On 5/6/13 11:48 AM, Steven Schveighoffer wrote:
On Mon, 06 May 2013 11:31:05 -0400, Andrei Alexandrescu
<[email protected]> wrote:
Consider the body of min isn't known (eliminate templates etc). Then
what the compiler sees is a function call that returns a const ref.
All it can assume is it's a valid reference which it will subsequently
bind to the name given by the caller. The reference will refer
therefore to a destroyed rvalue (temporaries are destroyed at the end
of the full expression).

Well, given that we intend to infer some special behavior given the
types of the parameters, I wouldn't think it was impossible to do the
same here. This would make the rvalue live beyond the expression, so
maybe that's not allowed in C++.

I'm not sure I understand what you're suggesting.

Your example is irrelevant to this discussion because returning an
rvalue and subsequently binding it to a const T& is a completely
different scenario.

I quote from your original rebuttal:

ref int min(ref int a, ref int b) { return b < a ? b : a; }
...
int x;
fun(min(x, 100));

Which is returning an rvalue ref and subsequently binding it to a ref
parameter of fun.

Isn't that the same thing?

No. It's a very different thing handled by a special rule in C++.

I would note that my code continued to return
the rvalue for chained operator<< calls.

Of course.

It would be also sound if it weren't for this:

struct A {
A(const T& x) : a(x) {}
const T& a;
};

In _this_ case, initializing A with an rvalue of type T compiles and
subsequently runs with undefined behavior.

This seems like a separate ref problem. But we don't have ref members,
so it would require an address-of in D. That should be forbidden, right?

Yes. My point was to illustrate that a special rule that works in a situation can't help another.

I repeat: binding rvalues to ref would make every mistake C++ has done
in the area, and add a few original ones. It is not a simple problem;
if it seems, more study is required.

I never said it was a simple problem. I said that if you have solved the
escape problem, the logic problem is difficult to solve, but not
necessarily required. Even though it is pointless to bind rvalues to
refs in some instances, it's not dangerous memory-wise.

If you are saying we haven't solved the escape problem, that is news to
me. I thought the runtime check solves that.

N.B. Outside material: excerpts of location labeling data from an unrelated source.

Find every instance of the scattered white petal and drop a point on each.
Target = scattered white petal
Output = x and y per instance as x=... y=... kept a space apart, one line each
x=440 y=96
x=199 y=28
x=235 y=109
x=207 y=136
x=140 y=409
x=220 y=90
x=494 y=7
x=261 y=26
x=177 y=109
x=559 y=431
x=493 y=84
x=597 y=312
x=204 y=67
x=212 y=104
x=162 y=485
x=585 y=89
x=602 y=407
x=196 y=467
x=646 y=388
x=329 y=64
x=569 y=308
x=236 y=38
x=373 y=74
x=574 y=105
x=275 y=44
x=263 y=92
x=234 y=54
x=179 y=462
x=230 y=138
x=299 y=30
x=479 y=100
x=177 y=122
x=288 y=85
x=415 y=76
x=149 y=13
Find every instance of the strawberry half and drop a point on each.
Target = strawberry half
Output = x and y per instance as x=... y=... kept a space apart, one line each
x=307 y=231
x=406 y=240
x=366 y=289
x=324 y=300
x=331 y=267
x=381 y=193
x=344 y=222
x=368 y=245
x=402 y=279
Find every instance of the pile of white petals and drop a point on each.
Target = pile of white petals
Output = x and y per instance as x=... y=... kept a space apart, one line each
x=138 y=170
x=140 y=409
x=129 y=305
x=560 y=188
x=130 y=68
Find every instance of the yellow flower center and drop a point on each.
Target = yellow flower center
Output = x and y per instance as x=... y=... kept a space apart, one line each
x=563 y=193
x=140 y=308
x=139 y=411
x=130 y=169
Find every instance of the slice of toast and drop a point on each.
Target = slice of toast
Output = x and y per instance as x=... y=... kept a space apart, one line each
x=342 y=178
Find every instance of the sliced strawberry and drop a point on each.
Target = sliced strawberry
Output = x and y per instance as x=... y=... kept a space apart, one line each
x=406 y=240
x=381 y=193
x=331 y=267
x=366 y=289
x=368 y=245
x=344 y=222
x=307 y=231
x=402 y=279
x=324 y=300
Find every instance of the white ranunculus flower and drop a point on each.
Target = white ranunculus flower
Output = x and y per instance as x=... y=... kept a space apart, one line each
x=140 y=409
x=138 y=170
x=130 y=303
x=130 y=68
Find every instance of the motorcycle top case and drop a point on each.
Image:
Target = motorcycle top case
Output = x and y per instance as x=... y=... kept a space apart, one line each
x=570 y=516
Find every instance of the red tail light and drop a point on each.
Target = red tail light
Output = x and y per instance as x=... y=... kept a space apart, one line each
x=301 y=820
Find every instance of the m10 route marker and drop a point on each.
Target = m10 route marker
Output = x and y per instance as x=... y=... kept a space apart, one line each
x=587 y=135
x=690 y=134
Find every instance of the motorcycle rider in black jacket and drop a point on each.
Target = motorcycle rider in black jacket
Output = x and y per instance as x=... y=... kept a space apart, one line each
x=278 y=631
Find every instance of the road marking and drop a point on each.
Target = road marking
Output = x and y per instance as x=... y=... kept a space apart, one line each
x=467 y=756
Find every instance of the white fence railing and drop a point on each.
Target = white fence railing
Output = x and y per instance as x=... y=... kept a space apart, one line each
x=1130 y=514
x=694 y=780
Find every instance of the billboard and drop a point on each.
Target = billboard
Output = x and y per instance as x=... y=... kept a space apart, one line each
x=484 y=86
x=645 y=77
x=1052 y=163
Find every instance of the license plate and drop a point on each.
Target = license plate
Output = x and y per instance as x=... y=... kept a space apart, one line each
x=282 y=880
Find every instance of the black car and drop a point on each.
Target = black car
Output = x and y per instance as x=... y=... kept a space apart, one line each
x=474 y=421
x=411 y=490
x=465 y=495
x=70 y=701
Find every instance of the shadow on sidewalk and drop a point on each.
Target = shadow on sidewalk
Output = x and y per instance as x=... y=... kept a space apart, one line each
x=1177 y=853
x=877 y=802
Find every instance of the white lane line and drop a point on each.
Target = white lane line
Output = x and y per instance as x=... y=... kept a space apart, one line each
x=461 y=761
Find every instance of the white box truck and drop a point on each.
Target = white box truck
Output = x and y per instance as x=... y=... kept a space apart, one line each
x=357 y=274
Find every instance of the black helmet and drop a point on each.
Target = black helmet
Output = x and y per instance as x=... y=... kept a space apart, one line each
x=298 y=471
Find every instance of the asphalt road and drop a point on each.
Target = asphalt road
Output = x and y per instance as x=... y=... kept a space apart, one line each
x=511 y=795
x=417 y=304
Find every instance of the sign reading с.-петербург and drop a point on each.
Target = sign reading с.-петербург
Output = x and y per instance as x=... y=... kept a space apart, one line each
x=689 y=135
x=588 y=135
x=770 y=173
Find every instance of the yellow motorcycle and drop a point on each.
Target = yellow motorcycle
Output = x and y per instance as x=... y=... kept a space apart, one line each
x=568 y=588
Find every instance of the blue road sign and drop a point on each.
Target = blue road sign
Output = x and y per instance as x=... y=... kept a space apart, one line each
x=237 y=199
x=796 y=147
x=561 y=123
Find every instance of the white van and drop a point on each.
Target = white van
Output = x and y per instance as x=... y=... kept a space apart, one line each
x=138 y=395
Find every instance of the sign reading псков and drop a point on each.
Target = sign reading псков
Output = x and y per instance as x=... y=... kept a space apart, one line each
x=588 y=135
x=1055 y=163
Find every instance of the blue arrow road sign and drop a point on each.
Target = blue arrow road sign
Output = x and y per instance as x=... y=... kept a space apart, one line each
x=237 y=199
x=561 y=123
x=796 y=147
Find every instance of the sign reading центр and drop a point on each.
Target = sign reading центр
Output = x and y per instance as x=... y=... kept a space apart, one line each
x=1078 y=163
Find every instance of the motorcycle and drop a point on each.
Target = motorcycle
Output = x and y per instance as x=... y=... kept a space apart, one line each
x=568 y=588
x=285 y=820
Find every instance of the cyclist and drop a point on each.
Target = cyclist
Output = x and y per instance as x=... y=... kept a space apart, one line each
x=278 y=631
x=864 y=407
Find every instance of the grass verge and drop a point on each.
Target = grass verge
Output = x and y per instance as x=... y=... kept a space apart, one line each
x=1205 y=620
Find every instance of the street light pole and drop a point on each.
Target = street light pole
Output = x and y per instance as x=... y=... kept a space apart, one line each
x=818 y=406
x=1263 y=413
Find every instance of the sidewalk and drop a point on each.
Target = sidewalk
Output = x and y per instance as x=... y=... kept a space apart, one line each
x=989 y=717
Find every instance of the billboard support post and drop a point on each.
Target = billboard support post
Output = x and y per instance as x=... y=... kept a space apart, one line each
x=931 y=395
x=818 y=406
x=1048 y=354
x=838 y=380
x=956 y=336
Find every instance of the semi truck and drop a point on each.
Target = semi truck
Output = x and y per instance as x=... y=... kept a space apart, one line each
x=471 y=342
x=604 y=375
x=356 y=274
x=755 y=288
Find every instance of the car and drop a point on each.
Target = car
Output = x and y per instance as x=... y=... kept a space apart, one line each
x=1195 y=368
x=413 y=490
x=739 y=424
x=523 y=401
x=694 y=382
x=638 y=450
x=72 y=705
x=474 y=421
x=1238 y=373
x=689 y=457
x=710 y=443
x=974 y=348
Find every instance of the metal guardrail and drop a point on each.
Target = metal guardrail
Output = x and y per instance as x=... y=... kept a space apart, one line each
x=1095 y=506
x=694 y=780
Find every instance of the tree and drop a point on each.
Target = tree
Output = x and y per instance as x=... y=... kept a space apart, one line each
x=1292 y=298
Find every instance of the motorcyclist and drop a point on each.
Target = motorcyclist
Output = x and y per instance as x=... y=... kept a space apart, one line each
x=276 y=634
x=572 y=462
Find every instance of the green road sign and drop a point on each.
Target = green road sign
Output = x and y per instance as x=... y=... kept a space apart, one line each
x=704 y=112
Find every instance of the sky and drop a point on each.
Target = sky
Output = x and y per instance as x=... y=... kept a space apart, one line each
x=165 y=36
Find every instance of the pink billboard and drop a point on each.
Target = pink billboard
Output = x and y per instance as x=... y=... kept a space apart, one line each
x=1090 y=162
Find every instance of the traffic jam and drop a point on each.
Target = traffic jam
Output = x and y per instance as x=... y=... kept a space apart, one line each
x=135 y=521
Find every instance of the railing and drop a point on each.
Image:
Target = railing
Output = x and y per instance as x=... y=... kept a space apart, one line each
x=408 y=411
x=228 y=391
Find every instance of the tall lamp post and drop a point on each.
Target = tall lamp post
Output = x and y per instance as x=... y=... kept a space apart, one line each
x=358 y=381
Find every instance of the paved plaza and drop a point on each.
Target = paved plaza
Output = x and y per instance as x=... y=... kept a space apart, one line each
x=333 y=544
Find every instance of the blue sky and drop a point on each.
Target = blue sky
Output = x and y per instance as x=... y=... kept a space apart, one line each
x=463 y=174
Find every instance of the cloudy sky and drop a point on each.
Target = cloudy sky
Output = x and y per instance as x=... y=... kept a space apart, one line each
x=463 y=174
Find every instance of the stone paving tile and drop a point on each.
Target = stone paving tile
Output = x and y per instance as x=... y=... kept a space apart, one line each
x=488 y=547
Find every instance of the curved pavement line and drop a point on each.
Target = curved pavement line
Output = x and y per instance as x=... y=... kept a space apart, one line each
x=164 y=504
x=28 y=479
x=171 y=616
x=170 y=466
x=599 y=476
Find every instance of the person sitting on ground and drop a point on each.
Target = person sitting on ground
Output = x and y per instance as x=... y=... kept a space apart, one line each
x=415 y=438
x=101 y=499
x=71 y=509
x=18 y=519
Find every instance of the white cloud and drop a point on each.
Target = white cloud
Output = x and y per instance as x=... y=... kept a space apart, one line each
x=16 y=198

It does. But binding rvalues to ref makes bounds check failures more frequent, less predictable, and harder to debug. Failures will be more frequent because there's more chance that a ref refers to a defunct rvalue; less predictable because conditional execution may cause some paths to be rarely exercised; and harder to debug because rvalues come and go following implicit rules, not visible scopes.